Anggota DPRD dari Fraksi Partai Golkar ini menilai kondisi tempat pengungsian tidak layak yang ada di Dukuh Karangsengon Desa Cinanas tidak layak. Kondisi tersebut dapat menambah warga korban bencana tambah merasa tertekan dan merasa makin menderita.
"Ini tempat pengungsian harus disiapkan sebaik mungkin, masa lantainya masih berarair belum ada alas bagaimana pengungsi mau berada di sini," kata Sudono saat melihat langsung lokasi bencana tanah bergerak di Dukuh Nyakokot dan Karangpoh Desa Cinanas, Sabtu 19 November 2022.
Pemkab Brebes juga harus mengerahkan bantuan yang diperlukan para lemgungsi maupun warga yang terdampak bencana di Cinanas maupun di tempat lainnya.

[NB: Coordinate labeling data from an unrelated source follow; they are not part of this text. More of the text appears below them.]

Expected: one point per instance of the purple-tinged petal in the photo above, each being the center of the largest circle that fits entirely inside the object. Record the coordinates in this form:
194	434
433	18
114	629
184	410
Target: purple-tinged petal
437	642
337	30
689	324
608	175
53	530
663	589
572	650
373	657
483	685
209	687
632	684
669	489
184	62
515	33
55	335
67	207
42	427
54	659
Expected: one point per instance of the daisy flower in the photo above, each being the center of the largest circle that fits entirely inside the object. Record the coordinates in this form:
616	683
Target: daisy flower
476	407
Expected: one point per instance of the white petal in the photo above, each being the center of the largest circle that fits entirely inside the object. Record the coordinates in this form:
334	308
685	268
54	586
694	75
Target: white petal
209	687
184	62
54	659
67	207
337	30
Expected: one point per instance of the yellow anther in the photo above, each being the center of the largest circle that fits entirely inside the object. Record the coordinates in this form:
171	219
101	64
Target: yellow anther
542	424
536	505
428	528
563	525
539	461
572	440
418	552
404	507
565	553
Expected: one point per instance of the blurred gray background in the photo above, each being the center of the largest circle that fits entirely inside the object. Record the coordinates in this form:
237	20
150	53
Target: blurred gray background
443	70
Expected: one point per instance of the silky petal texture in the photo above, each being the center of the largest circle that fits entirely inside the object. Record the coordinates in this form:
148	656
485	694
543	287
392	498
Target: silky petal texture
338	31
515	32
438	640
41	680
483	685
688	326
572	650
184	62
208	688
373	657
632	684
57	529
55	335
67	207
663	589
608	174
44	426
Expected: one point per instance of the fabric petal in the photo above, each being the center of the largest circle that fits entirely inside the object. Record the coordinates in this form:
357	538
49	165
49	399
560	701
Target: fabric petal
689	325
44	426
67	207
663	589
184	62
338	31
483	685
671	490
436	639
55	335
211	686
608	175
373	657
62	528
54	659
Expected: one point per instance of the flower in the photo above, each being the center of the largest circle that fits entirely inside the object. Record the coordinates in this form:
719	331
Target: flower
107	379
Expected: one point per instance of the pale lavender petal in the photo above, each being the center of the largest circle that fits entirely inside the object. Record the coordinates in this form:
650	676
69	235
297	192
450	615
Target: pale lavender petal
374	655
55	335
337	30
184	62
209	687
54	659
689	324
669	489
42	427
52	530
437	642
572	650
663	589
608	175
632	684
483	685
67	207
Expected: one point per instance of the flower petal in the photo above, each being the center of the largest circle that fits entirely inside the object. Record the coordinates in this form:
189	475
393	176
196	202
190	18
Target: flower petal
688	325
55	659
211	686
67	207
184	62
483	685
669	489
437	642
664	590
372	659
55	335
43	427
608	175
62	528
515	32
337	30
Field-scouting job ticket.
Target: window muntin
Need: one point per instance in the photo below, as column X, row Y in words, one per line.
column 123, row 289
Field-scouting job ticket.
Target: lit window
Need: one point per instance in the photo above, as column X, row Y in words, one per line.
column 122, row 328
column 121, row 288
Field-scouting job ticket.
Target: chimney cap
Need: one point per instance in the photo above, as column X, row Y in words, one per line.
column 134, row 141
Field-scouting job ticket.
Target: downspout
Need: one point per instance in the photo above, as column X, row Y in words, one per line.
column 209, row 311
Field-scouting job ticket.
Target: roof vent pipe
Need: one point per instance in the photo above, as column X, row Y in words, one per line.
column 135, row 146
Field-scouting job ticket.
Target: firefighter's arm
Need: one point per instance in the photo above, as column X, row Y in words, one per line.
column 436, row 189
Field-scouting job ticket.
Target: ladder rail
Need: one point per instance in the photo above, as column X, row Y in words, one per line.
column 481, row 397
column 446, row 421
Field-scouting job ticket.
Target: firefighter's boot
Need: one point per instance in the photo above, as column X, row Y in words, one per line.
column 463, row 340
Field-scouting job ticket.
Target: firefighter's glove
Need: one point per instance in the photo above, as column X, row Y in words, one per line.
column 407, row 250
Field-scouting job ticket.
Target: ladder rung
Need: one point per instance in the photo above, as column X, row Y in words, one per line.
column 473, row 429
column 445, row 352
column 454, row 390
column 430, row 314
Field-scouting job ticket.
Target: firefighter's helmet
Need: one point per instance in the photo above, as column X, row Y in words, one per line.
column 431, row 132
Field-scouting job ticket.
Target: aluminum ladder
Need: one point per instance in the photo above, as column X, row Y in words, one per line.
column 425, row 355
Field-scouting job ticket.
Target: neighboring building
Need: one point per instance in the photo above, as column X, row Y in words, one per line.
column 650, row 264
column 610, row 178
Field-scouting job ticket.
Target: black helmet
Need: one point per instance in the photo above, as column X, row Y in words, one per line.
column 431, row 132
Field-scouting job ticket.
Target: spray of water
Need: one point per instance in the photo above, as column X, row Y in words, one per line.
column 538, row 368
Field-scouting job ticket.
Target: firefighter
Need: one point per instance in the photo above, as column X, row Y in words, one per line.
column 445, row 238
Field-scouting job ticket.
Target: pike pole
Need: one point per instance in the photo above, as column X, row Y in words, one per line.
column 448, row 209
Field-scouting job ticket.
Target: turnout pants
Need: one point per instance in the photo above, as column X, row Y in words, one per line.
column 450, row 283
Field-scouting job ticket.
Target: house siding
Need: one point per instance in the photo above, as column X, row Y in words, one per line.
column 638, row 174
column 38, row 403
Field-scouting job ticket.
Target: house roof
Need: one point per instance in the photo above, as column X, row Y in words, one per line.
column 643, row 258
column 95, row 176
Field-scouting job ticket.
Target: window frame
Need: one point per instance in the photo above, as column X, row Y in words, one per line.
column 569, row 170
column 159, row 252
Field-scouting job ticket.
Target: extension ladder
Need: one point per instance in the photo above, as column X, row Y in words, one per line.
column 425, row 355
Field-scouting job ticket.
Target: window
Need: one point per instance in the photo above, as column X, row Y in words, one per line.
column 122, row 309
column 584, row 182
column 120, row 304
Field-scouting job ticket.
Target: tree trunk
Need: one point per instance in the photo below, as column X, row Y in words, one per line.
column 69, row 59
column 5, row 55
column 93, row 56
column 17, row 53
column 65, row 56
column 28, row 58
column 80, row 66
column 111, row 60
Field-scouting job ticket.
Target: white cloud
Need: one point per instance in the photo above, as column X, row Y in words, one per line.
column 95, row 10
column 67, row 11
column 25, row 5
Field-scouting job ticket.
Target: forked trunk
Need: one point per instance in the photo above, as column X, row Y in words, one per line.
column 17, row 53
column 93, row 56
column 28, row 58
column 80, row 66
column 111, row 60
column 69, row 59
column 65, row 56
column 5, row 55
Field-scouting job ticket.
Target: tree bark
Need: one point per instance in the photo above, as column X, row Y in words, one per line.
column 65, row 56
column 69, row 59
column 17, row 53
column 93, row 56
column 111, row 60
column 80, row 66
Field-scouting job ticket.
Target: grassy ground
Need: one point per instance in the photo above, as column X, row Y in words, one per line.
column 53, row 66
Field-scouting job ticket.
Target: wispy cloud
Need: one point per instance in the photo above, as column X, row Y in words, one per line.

"Pemkqb harus dapat memastikan kebutuhan dasar pengungsi dan warga yang terdampak untuk dapat terpenuhi di tempat pengungsian," ujar Sudono.
Sudono juga mendesak Pemkab Brebes lebih tanggap melakukan penanganan infra struktur yang rusak akibat bencana. Jalan-jalan yang rusak segera lakukan penanganan, agar mobilitas dan akses transportasi tetap berfungsi.
"Infrastruktu jalan cepat ditangani karena ini juga untuk mobilitas baik ekonomi maupun penanganan bencana itu sendiri," tegas Sudono.
Melihat kondisi bencana alam tanah bergerak di Desa Cinanas, Sudono juga mendesak Pemkab Brebes melakukan upaya-upaya penanganan jangka panjang. Termasuk pemetaan yang jelas wilayah-wilayah mana yang aman dan layak untuk pemukiman, serta wilayah berbahaya.
"Kedepan harus ada pemetaan daerah yang aman dan daerah yang harus diwaspadai atau tidak layak untuk pemukiman," tandasnya.
Pada kesempatan tersebut, Sudono juga menyerahkan sejumlah bantuan pangan untuk korban bencana. Pemdes Cinanas juga diminta untuk segera berkoordinasi jika ada kekurangan bahan pangan, juga masalah penanganan bencana lainnya.
Seperti diketahui, akibat bencana tanah bergerak ada 62 rumah warga rusak. Akibatkanya, 82 Kepala Keluarga (KK) dan 228 jiwa mengungsi. Semua warga yang rumah rusak saat ini mengungsi rumah keluarganya yang aman dan juga di tenda pengungsian.
Pada Jumat malam 18 November 2022, akibat hujan deras kondisi retakan dan pergerakan tanah makin parah, bahkan terjadi longsor yang memperparah kerusakan rumah warga. Tempat pengungsian yang di Dukuh Nyakokot terpaksa di dipindah ke Dukuh Karangsengon dan semua pengungsian malam itu dievakuasi.